Chemist Carl Djerassi published his first full-length autobiography just before his 70th birthday. Now, just weeks after his 91st, he delivers his second. Remarkably, In Retrospect does have new things to say.
Clive Limpkin/Daily Mail/REX
Carl Djerassi moved from chemistry to fiction-writing.
At an age when most scientists retire, Djerassi launched a second career as a novelist and playwright. And in the preface, he announces that In Retrospect is largely an “autopsychoanalysis”, searching within his fiction for an understanding of his true self and motivations. The book is, however, much more wide-ranging and outward-looking than that implies, although Djerassi's powerful ego is ever-present — sometimes irritatingly, but often endearingly.
Djerassi was born in Vienna to secular Jewish doctors who divorced, then remarried after Austria was annexed by Nazi Germany, so that Carl and his mother could escape to his father's native Bulgaria. From there, mother and son emigrated to the United States, where Djerassi learnt English and studied ferociously. In 1949, he joined the labs of the pharmaceutical company Syntex in Mexico City, where he led the research team that synthesized the first orally active steroid contraceptive compound, norethindrone. In 1959, he became a member of the chemistry faculty at Stanford University in California; he consolidated his reputation as a front-line chemist over three decades. Then he shifted his academic attention to outreach, before becoming a professor emeritus in 2002.
Djerassi became enormously wealthy thanks to the soaring value of the Syntex stock acquired when he worked at the company, and he took up art (and house) collecting. Emotionally, his life was turbulent: he married three times, and had to face the tragedy of his daughter's suicide in 1978. His marvellous first autobiography, The Pill, Pygmy Chimps and Degas' Horse (Basic, 1992), covers this era in his life. In Retrospect goes over some of the same ground, using the prism of his other writings — rediscovering his Jewish identity through fictional characters in his books and plays, for example.
It also airs a few grievances, particularly that the Stanford University chemistry faculty did not give him a leaving party when he retired — an omission that raised eyebrows in academic circles even at the time.
Furthermore, the book attempts to settle who did what, and when, regarding the development of the Pill. Scientific priority is an important issue for Djerassi. He details the frequently overlooked work of Austrian physiologist Ludwig Haberlandt, whom he credits with being the first to understand that progesterone-related steroids could act as contraceptives. In the 1920s, Haberlandt showed that the corpus luteum, a progesterone-rich structure that develops around the egg during the menstrual cycle, had contraceptive properties, and he tried to persuade the pharmaceutical industry to develop a contraceptive for humans. Haberlandt committed suicide at 47 in 1932, apparently in despair at the hostility that greeted his ideas.
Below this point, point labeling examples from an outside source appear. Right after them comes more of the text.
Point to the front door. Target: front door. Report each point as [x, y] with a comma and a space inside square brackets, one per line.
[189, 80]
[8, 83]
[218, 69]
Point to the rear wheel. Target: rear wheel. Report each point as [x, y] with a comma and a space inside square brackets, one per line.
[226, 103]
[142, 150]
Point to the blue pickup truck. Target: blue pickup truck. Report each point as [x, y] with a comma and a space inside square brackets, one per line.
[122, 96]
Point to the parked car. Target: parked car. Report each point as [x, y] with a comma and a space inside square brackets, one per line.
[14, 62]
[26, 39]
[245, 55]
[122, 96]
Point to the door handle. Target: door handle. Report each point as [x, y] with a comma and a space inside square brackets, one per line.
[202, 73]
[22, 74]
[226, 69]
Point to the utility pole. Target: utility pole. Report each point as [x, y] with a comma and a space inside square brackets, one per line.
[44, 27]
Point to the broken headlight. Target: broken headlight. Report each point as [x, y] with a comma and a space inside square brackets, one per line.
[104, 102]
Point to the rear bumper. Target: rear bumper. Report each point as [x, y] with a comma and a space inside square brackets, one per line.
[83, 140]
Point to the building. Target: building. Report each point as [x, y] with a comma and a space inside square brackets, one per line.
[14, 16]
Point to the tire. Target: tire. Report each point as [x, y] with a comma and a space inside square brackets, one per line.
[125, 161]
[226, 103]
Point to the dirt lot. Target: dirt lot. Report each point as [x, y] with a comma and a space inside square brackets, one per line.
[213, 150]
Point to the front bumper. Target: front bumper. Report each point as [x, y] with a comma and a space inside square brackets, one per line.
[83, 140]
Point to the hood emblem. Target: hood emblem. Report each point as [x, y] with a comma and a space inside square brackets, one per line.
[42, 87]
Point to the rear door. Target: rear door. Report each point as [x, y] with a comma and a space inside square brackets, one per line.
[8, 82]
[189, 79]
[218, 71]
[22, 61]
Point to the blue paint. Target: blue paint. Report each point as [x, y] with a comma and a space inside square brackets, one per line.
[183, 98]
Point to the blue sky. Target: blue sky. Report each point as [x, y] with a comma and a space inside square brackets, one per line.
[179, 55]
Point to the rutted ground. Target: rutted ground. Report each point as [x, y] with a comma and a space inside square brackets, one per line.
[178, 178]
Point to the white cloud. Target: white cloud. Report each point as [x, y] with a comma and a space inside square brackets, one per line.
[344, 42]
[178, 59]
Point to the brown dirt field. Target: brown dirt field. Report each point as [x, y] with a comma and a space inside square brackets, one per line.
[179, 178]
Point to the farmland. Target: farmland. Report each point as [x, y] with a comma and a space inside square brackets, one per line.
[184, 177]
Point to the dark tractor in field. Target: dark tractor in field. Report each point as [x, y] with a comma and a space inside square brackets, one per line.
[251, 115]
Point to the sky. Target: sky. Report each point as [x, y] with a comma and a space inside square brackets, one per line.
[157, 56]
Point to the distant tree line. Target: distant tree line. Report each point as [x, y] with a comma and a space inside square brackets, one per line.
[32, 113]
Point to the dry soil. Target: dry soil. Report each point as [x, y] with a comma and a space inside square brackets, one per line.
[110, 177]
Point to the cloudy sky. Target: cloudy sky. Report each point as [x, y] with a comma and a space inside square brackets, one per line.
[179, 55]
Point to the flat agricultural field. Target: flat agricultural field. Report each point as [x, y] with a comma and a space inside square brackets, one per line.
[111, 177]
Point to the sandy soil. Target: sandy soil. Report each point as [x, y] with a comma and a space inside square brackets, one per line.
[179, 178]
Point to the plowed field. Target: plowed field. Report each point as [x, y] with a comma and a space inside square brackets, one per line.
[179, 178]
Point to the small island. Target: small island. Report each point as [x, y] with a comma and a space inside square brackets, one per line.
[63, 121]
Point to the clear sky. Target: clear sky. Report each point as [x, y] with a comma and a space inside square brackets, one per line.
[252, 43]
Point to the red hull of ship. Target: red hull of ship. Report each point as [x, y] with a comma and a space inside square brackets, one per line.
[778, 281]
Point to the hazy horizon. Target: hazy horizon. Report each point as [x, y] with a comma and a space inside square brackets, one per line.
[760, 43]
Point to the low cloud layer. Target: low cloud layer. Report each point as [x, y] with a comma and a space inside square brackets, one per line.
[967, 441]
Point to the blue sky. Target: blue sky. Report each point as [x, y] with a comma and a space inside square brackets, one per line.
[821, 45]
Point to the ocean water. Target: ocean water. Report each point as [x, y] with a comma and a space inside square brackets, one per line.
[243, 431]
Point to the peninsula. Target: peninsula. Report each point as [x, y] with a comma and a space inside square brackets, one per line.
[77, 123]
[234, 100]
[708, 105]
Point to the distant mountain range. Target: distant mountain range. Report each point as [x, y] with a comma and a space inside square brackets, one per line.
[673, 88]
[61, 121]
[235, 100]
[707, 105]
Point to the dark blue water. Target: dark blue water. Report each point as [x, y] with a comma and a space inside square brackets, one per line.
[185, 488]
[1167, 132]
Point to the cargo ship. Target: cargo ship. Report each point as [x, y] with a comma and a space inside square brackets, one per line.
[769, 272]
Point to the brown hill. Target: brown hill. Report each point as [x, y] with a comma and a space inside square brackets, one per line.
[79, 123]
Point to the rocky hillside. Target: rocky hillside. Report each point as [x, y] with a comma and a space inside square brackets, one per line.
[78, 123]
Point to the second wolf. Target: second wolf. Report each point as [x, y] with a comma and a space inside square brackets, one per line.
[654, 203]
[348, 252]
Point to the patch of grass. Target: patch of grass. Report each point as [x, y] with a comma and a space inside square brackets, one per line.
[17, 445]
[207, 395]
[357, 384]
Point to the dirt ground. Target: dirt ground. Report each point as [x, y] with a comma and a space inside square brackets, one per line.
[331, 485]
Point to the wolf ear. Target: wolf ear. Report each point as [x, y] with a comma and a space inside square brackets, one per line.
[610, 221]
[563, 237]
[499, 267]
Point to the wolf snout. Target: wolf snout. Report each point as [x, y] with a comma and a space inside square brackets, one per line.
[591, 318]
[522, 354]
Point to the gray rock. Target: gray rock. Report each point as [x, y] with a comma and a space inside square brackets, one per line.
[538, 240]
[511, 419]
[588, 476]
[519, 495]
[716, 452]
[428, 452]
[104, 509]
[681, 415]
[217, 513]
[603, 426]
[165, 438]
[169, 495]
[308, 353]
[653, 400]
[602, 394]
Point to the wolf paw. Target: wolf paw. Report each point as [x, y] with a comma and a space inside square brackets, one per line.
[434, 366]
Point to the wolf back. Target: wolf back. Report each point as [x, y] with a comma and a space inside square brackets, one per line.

Syntex filed its patent on norethindrone in 1951. More than a year later, another company, Searle, filed a patent on the similar compound norethynodrel — a steroid that is converted to norethindrone in the body. Neither company at first thought of marketing the compounds as contraceptives, fearing that public acceptance would be too low for profitability. Both got marketing approval from the US Food and Drug Administration for their use in menstrual disorders and other indications in 1957. Soon after, both decided to forge ahead with contraception. But Syntex lost two years in that race because its clinical-trials partner Parke-Davis, fearing a possible religious backlash, suddenly pulled out — so Searle's product was first on the market.
Djerassi quotes his own literary works at length. Four of his five novels form his “science in fiction” series, the most well-known being Cantor's Dilemma (Penguin, 1989), a saucy tale about a scientific race marred by misconduct. It is used in some university scientific-ethics courses. His nine plays include Immaculate Misconception, which addresses the dilemmas and possibilities of a method of in vitro fertilization called ICSI. Another, Oxygen, co-authored with Nobel laureate and fellow chemist Roald Hoffmann, creates a retrospective Nobel committee to deliberate on who should win a prize for the discovery of oxygen. In In Retrospect, Djerassi defends the much-criticized didacticism that characterizes these works.
Djerassi's multifaceted life has been intense, high-octane and successful. The vigour of his prose suggests how much he has enjoyed it.